1557MO - Phase II trial evaluating effect of gonyautoxins (GTX), a paralytic shellfish poisoning (PSP) on objective and subjective symptoms of chemotherapy-induced peripheral neuropathy (CIPN)

Background

CIPN is a common side-effect of anti-neoplastic drugs with no level 1 supportive treatment (Tx) approvals. Management of the adverse event (AE) is restricted to dose reductions and Tx interruptions. GTX is a PSP phycotoxin that reversibly binds voltage-gated sodium channel receptor sites on excitable cells, inhibiting membrane depolarization and nerve impulse conduction. Initial data indicates that GTX (topical formulation) improves PN-symptoms related to anti-HIV drugs. The aim of this study is to evaluate the effect of GTX on sensory symptoms of pts with grade 2 or higher (G≥2) CIPN.

Methods

Multicenter trial divided into 2 parts (P1and P2) evaluating the effect of GTX on tactile sensation assessed by Semmens-Weinstein monofilament test (SWMT) on pts with CIPN. P1 is a two-stage, single-arm, open-label study where pts with G≥2 CIPN secondary to taxanes (Cohort 1, C1) and other anti-neoplastic drugs (Cohort 2, C2) are enrolled. The transition to placebo controlled randomized P2 will be determined by the observed efficacy in P1 (minimum 20% response rate in each cohort and overall population). Key exclusion criteria included PN secondary to other causes and ongoing systemic Tx with neurotoxic anti-neoplastic drugs. P1 provides an overall 99.9% power on the primary endpoint. Secondary endpoints included pts reported symptoms and quality of life evaluation.

Results

We report the results of the first stage of P1 where 21 pts were included (C1:11 and C2:10), 60.8% were women with breast or gynecological cancer. All pts had an altered SWMT at baseline, improvement of tactile sensations was seen in 64% in C1 and in 30% in C2. 18,2% had a normal SWMT test after 4 weeks in C1 and 10% in C2, respectively. Overall GTX was well tolerated with no Tx interruption due to AE. At safety visit, 21% pts reported recurrence of PN-related symptoms. 95% of pts reported moderate/severe symptoms at baseline and 62% after 4 weeks of Tx as assessed by patient neuropathy questionnaire (PNQ).

Conclusions

GTX is safe and shows promising activity in the treatment of CIPN, particularly in taxane-treated pts. The primary endpoint for first stage was met, and recruitment in the randomized P2 is ongoing.

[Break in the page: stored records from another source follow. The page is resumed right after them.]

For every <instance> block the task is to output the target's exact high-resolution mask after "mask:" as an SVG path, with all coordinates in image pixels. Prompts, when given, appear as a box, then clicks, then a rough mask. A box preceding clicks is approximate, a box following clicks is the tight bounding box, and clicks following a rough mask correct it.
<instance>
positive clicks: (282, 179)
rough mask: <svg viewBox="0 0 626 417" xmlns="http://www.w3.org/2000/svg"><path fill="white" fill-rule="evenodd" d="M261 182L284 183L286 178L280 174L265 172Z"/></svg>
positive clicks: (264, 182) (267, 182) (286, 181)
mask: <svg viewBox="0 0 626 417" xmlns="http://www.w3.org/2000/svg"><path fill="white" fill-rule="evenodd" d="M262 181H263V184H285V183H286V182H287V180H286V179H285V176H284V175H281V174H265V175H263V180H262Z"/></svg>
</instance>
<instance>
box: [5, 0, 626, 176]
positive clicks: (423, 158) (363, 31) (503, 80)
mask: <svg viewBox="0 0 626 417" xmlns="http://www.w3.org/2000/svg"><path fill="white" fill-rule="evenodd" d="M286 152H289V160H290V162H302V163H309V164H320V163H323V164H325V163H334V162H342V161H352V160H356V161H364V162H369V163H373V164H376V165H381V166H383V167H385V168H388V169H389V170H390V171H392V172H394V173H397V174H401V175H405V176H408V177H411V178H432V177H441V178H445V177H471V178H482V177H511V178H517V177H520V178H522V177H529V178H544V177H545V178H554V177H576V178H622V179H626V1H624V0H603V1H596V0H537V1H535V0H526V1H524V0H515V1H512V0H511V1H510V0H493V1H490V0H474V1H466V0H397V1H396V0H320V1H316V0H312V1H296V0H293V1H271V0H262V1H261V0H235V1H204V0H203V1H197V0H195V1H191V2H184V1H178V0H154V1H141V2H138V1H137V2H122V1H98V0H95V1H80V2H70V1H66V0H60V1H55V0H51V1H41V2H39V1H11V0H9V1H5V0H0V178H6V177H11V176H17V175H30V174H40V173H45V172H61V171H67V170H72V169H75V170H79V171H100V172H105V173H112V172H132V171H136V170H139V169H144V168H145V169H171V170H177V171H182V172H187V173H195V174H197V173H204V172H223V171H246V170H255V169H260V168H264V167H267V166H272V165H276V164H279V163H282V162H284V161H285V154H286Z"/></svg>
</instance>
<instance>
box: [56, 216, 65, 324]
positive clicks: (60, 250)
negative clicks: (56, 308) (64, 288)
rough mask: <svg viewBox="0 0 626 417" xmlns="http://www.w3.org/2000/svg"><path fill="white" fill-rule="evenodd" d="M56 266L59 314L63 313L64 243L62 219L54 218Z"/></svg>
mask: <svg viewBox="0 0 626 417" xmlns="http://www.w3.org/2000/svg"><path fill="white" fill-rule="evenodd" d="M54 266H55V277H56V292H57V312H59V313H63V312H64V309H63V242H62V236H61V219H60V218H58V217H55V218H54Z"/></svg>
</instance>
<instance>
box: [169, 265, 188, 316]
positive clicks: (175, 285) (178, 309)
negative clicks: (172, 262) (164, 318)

Clinical trial identification

NCT05052398 obtained on 21/09/2021.

Editorial acknowledgement

Legal entity responsible for the study

Grupo Oncoclinicas.

Funding

Has not received any funding.

Disclosure

M.S.F. Dias: Financial Interests, Personal, Advisory Board: Janssen, Astellas, Roche; Financial Interests, Personal, Invited Speaker: Janssen, Astellas, Astellas, AstraZeneca, MSD, Bayer, Amgen, Zodiac; Financial Interests, Personal, travel expenses: AstraZeneca, Janssen, Zodiac; Financial Interests, Institutional, Invited Speaker: Janssen, BMS. F.N. Copati: Non-Financial Interests, Personal, Invited Speaker: Lilly Brazil. M.S. Mano: Non-Financial Interests, Personal, Invited Speaker: Roche, Novartis, Pfizer, MSD, AstraZeneca, Daiichi-Sankyo, MD genomic Health, Lilly; Non-Financial Interests, Personal, Educational Support: Roche, Novartis, Daiichi-Sankyo; Non-Financial Interests, Institutional, Principal Investigator: Roche, Lilly, Novartis; Financial Interests, Personal, Stocks/Shares: Hypera, Grupo Fleury, Qualicorp, Grupo Oncoclinicas. R. Dienstmann: Financial Interests, Personal, Invited Speaker: Servier, Sanofi, Roche, Merck Sharp & Dohme, Libbs, Ipsen, Boehringer Ingelheim, Amgen, Lilly, AstraZeneca; Financial Interests, Personal, Advisory Board: Roche, Bayer; Financial Interests, Personal, Stocks/Shares: Trialing; Financial Interests, Personal, Research Grant: Merck. All other authors have declared no conflicts of interest.